Naturally, we cannot do that. Even if we could fairly create that scoring chart, there are nearly 50 million unmarried adult women in the US alone.1 Instead, we use heuristics to narrow our search. We date a small number of people. Men, on average, have only six relationships before marriage.2 Six out of 50 million is not an exhaustive search. Even when the stakes are as high as they are when choosing a potential partner for life, humans do not tackle problems in a scientific manner. Instead, we take shortcuts. This chapter is largely about the kinds of shortcuts we take.
1 DePaulo, B., & Trimberger, E.K. (2008) “Single Women. Sociologists for Women in Society Fact Sheet.” Retrieved from http://belladepaulo.com/wp-content/uploads/2013/03/Single-Women-Fact-Sheet-11-1-08.pdf.
2 Daily Mail Reporter. (2014). “No One Said Finding The One Would Be easy.” Daily Mail. Retrieved December 3, 2014, from www.dailymail.co.uk/femail/article-2532213/No-one-said-finding-The-One-easy-The-averagewomen-kiss-FIFTEEN-men-enjoy-TWO-long-term-relationships-heart-broken-TWICE.html.

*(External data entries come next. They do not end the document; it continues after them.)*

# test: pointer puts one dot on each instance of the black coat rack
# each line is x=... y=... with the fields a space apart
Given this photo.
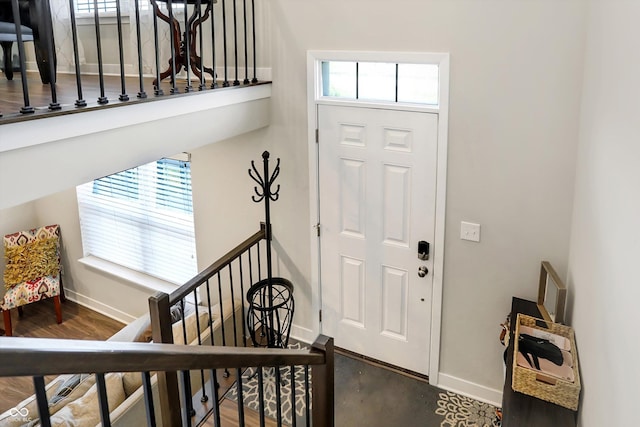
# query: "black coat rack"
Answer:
x=265 y=193
x=271 y=304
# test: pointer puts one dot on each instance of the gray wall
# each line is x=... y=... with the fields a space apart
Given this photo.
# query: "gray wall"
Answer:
x=605 y=243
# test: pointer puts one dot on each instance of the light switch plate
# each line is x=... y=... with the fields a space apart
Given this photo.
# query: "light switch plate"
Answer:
x=469 y=231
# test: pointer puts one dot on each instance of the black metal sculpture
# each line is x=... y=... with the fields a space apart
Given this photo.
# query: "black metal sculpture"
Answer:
x=271 y=303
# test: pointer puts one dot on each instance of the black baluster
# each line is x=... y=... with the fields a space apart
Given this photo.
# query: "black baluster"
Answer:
x=253 y=17
x=141 y=93
x=278 y=397
x=157 y=90
x=216 y=398
x=244 y=327
x=259 y=264
x=123 y=93
x=148 y=399
x=204 y=397
x=80 y=102
x=246 y=53
x=185 y=377
x=307 y=396
x=96 y=19
x=233 y=308
x=224 y=341
x=172 y=31
x=187 y=407
x=240 y=398
x=26 y=108
x=225 y=83
x=293 y=396
x=187 y=47
x=250 y=268
x=48 y=30
x=213 y=46
x=200 y=66
x=224 y=338
x=261 y=395
x=102 y=400
x=214 y=374
x=41 y=398
x=235 y=43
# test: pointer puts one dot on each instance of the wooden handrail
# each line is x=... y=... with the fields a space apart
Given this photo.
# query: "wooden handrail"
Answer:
x=41 y=356
x=215 y=268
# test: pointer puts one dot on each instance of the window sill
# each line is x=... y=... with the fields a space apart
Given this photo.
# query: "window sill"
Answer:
x=139 y=279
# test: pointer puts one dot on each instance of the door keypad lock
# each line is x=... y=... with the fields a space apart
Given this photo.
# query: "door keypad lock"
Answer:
x=423 y=250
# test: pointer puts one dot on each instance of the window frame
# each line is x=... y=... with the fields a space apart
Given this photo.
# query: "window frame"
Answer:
x=147 y=217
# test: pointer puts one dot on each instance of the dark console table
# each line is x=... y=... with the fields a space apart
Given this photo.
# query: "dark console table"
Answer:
x=520 y=410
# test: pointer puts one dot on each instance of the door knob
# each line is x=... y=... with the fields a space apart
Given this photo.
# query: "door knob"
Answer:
x=423 y=250
x=422 y=271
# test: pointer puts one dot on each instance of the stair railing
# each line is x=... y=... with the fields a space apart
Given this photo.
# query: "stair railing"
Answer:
x=37 y=357
x=221 y=284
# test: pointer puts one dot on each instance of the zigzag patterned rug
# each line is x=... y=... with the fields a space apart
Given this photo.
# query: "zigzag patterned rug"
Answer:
x=368 y=395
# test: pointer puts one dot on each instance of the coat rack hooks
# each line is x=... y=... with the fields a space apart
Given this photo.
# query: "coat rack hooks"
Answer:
x=271 y=303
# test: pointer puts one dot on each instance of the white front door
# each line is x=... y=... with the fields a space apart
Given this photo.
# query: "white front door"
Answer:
x=377 y=185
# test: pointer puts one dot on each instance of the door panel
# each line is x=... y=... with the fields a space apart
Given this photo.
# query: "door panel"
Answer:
x=377 y=171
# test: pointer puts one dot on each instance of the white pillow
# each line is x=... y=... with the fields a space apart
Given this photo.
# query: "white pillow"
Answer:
x=85 y=411
x=191 y=327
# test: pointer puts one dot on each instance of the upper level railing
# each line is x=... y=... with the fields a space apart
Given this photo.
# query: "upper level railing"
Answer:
x=94 y=53
x=215 y=293
x=208 y=313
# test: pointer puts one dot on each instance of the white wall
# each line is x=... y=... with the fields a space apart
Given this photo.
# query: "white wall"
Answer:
x=605 y=243
x=516 y=70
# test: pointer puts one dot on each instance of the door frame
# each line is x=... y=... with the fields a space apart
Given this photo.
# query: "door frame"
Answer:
x=314 y=98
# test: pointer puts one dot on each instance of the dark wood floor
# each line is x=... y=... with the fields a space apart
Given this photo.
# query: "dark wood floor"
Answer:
x=39 y=321
x=79 y=322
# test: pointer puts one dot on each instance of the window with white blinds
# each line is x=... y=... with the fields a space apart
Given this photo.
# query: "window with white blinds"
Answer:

These shortcuts are not always conscious and often they do not even make sense. In one study, researchers asked subjects to complete a task in which they had to rearrange words. When they were finished, subjects were asked to walk down the hall to turn in their work. Secretly, the researchers were timing how long it took the subjects to walk down the hall. Researchers found that when the words list included words that reminded people of being old (retirement, elderly, bingo, Florida), subjects walked slower than when those words were not included.3 The researchers concluded that unconsciously the subjects were primed to walk slowly by the “old” words. This study has been highly controversial and disputed for many reasons, but it is only one of many that shows our decision-making is not necessarily entirely conscious or reasonable.

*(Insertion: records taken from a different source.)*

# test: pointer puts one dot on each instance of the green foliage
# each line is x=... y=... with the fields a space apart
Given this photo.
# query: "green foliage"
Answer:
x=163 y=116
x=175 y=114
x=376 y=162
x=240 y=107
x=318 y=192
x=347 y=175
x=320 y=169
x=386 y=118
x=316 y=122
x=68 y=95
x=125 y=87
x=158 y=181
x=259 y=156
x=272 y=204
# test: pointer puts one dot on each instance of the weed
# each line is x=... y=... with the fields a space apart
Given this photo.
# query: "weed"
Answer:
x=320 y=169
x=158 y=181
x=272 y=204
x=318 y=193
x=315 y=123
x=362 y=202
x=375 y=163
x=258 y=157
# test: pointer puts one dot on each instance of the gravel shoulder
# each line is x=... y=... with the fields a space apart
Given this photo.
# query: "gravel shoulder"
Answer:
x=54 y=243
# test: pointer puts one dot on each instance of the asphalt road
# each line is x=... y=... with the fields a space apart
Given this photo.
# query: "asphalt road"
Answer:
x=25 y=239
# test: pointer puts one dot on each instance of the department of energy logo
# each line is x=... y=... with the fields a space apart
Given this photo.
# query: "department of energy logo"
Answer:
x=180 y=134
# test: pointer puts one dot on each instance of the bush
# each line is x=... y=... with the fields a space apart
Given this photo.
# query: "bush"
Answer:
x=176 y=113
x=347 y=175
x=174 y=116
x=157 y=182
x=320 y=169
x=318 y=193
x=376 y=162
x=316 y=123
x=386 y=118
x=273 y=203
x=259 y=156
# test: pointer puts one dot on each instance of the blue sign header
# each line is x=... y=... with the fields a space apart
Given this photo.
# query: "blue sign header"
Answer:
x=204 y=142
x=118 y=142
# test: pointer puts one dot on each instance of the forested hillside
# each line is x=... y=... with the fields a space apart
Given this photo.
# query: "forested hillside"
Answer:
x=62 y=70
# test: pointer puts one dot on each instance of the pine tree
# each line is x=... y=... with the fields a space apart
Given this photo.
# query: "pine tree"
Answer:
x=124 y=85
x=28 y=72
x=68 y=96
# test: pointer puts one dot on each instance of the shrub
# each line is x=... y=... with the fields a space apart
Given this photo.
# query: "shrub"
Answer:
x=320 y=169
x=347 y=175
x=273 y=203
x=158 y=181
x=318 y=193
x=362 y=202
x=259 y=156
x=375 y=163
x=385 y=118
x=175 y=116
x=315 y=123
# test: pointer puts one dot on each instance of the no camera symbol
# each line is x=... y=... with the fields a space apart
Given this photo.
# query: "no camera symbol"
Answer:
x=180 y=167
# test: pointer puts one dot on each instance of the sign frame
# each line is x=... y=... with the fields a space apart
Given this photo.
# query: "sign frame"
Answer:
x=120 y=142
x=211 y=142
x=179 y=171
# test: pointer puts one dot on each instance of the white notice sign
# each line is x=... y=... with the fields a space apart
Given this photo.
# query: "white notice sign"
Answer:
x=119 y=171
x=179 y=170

3 Bargh, J. A., Chen, M., & Burrows, L. (1996). “Automaticity of Social Behavior: Direct Effects of Trait Construct and Stereotype Activation on Action.” Journal of Personality and Social Psychology, 71(2), 230.
One judgment error is so pervasive that it is named the “fundamental” attribution error. The reasons that events happen to people can be split into two categories: dispositional factors and situational factors. Dispositional factors are factors that happen because of the abilities, features, or motives of an actor. When an angry baseball player blows up at an umpire, we call him a “hot head.” We attribute his outburst to his disposition. Situational factors happen due to chance or situation. When you become angry with a friend, you often apologize by attributing it to just having a bad day. The bad day is the situation that caused the event, not your disposition.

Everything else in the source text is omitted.